Step 1: Construct the Rectangle
First, we need a rectangle with an area of 15 sq. cm. We can choose any two factors of 15 for the length and width. Let's use length = 5 cm and width = 3 cm.
Draw a line segment AB of length 5 cm.
At point A, construct a perpendicular line (a 90° angle).
On this perpendicular, measure and mark point D such that AD = 3 cm.
At point B, construct another perpendicular line.
On this perpendicular, measure and mark point C such that BC = 3 cm.
Join points D and C. ABCD is the required rectangle with an area of 5 cm \( \times \) 3 cm = 15 sq. cm.
Step 2: Construct the Square of Equal Area
This construction finds the geometric mean (mean proportional) of the length and width of the rectangle. The result will be the side length of the required square.

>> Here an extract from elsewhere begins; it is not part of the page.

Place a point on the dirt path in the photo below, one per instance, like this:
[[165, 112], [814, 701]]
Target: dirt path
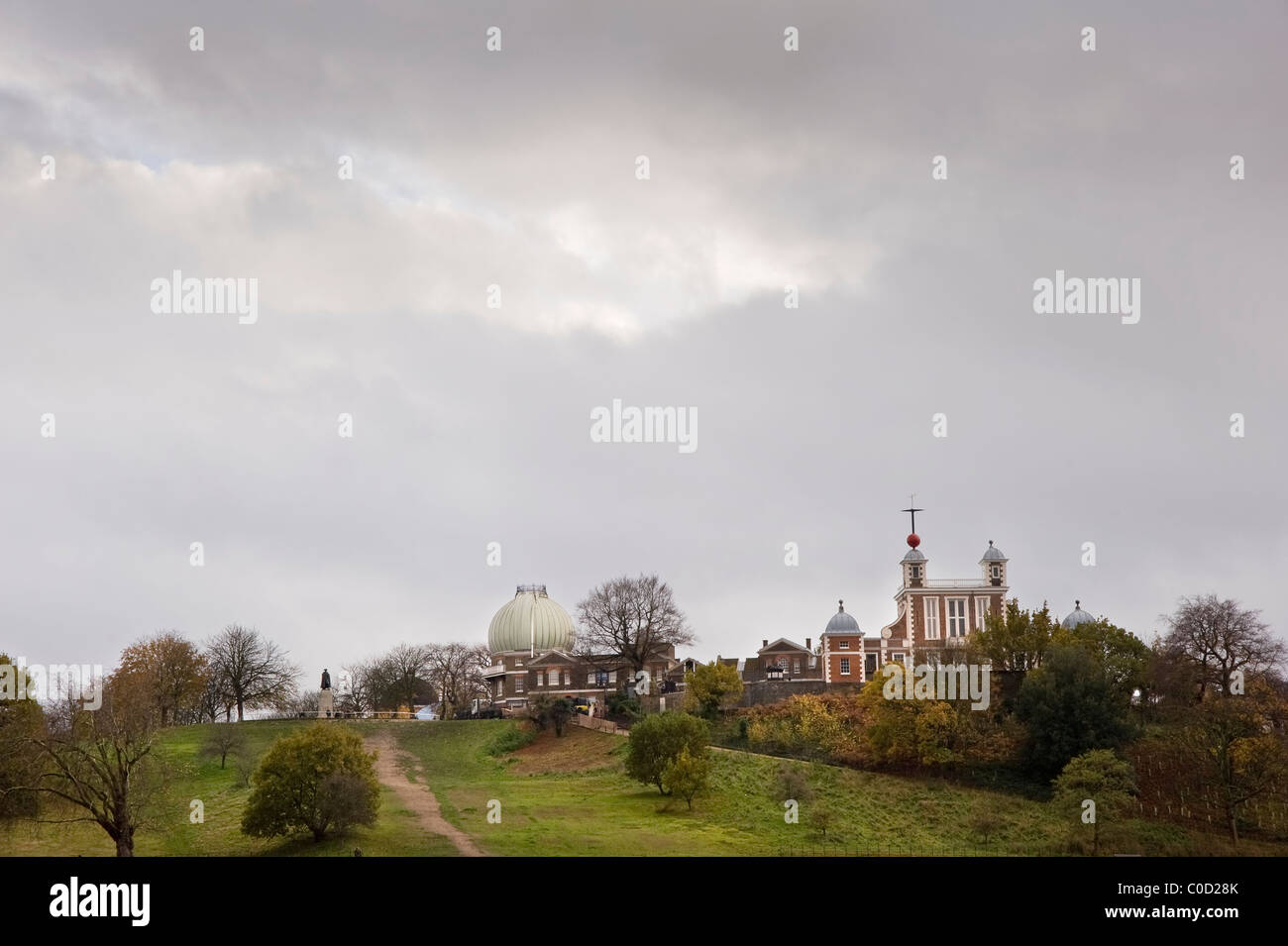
[[416, 795]]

Extend the line segment AB to the right.
On this extended line, mark a point E such that the length of BE is equal to the width of the rectangle (BC), which is 3 cm. The total length of AE is now 5 cm + 3 cm = 8 cm.
Find the midpoint of the new line segment AE. To do this, construct its perpendicular bisector. Let the midpoint be M.
With M as the center and MA (or ME) as the radius, draw a semicircle on AE as the diameter.
Extend the side BC of the rectangle upwards until it intersects the semicircle. Label this intersection point F.
The length of the line segment BF is the side length of the required square. (The area of this square will be BF\(^2\), which is equal to AB \( \times \) BE = 5 \( \times \) 3 = 15 sq. cm).
To complete the construction, draw the square. Let's call it BGHF. Draw a line segment BG perpendicular to AB at B, such that BG = BF. Complete the square by drawing sides GH and HF, both equal in length to BF.
The square BGHF has the same area as the rectangle ABCD.